Integrating CBT Into Clinical Social Work: Looking Toward the Future

Social workers must first address their clients’ high-risk, urgent situations, and only then can they free themselves to concentrate on preventive programs. CBT is a treatment of choice not only for decreasing immediate, hazardous problems but also for preventing future difficulties. Practitioners trained in CBT techniques are expected to be able to not only use the acquired skills directly but also to generate and generalize skills for future reference. Hence, one intervention may possibly facilitate the achievement of primary, secondary, and tertiary prevention goals.

Social workers need to look for effective methods for change, and CBT methods are very promising in this respect. CBT is not the only effective method for change but, at least, offers a well-grounded theory, together with clearly defined techniques and suggestions for assessment and evaluation of the change process. CBT has been proven effective for resolving concrete problems as well as for working on future goals. Moreover, inasmuch as CBT is anchored in skills acquisition and learning, it may be viewed as a nonstigmatic way to help normal, regular people.

As educators, teachers, and practitioners, social workers’ main roles can be to educate clients for self-help, teach them needed skills, train them in practicing and applying those skills, and then supervise them in generalizing the acquired skills into other areas and problems. By imparting clients with skills and methods through such interventions, social workers can help clients to become their own change agents who are in charge of their self-help processes and who improve the quality of their own lives. CBT training should therefore be recommended as a helpful, effective, and empowering method both for social workers and for their clients.
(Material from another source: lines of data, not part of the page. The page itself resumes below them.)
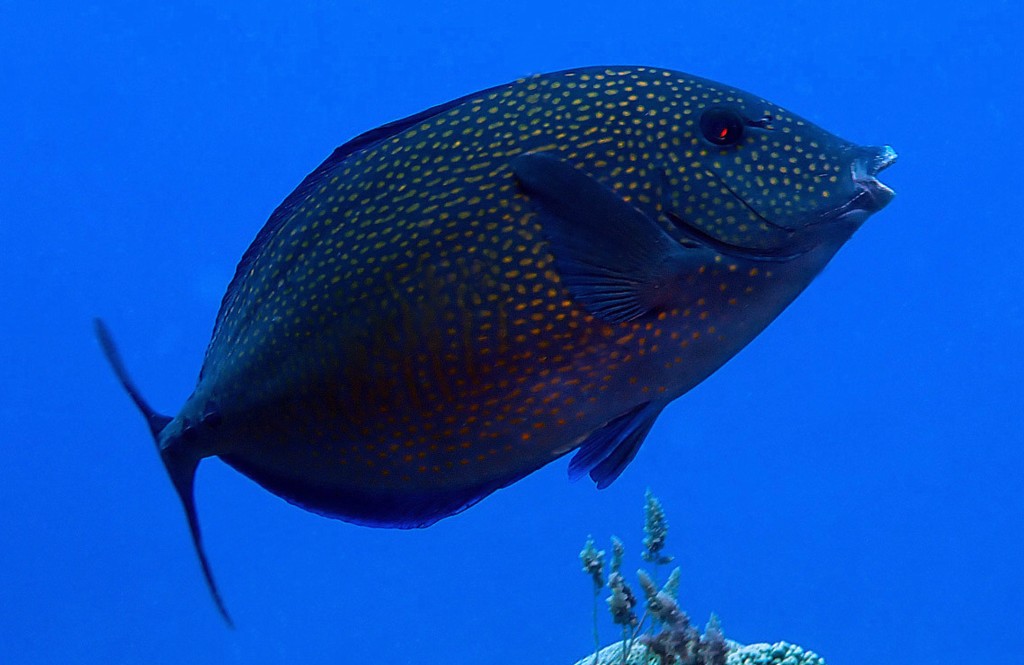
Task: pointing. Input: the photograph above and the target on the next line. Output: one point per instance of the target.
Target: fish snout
(867, 163)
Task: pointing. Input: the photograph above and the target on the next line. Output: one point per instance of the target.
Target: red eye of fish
(722, 126)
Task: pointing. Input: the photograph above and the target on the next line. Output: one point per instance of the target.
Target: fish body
(456, 299)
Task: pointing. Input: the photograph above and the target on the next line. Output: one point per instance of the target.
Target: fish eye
(722, 126)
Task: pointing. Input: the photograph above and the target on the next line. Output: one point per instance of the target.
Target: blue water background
(851, 482)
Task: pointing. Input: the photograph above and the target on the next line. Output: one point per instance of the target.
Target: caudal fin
(181, 468)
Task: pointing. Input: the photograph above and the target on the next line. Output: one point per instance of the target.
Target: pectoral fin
(613, 259)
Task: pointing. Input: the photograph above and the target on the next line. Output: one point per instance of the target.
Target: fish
(455, 299)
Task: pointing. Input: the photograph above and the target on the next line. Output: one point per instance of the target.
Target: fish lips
(871, 195)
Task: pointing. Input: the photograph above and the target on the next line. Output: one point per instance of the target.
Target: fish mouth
(871, 194)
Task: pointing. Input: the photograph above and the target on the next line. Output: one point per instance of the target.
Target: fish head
(754, 178)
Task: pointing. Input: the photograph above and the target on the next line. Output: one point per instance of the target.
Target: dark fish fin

Social workers practice interventions with different problems spanning a large range of social classes and cultures. It is impossible to design intervention without being familiar with the client’s own socioeconomic class, culture, and way of life. The intervention should be adapted to fit the client’s familiar way of behaving and only then should the attempt be made to slowly achieve change. Like in a good tennis game, the social worker should learn to meet the ball wherever it arrives and to try and raise it up. Only by so doing can CBT training be adapted to different cultures and problem areas. Concepts and techniques should be designed together with the client, to fit the client’s own familiar language, outlook, and lifestyle.

Social workers, schools of social work, agencies, and clients alike need to be sure that social work has something important to offer them. It is time to return to our basic goals and aims. Social workers need to help people help themselves, fulfill their own wishes, and improve their own quality of life.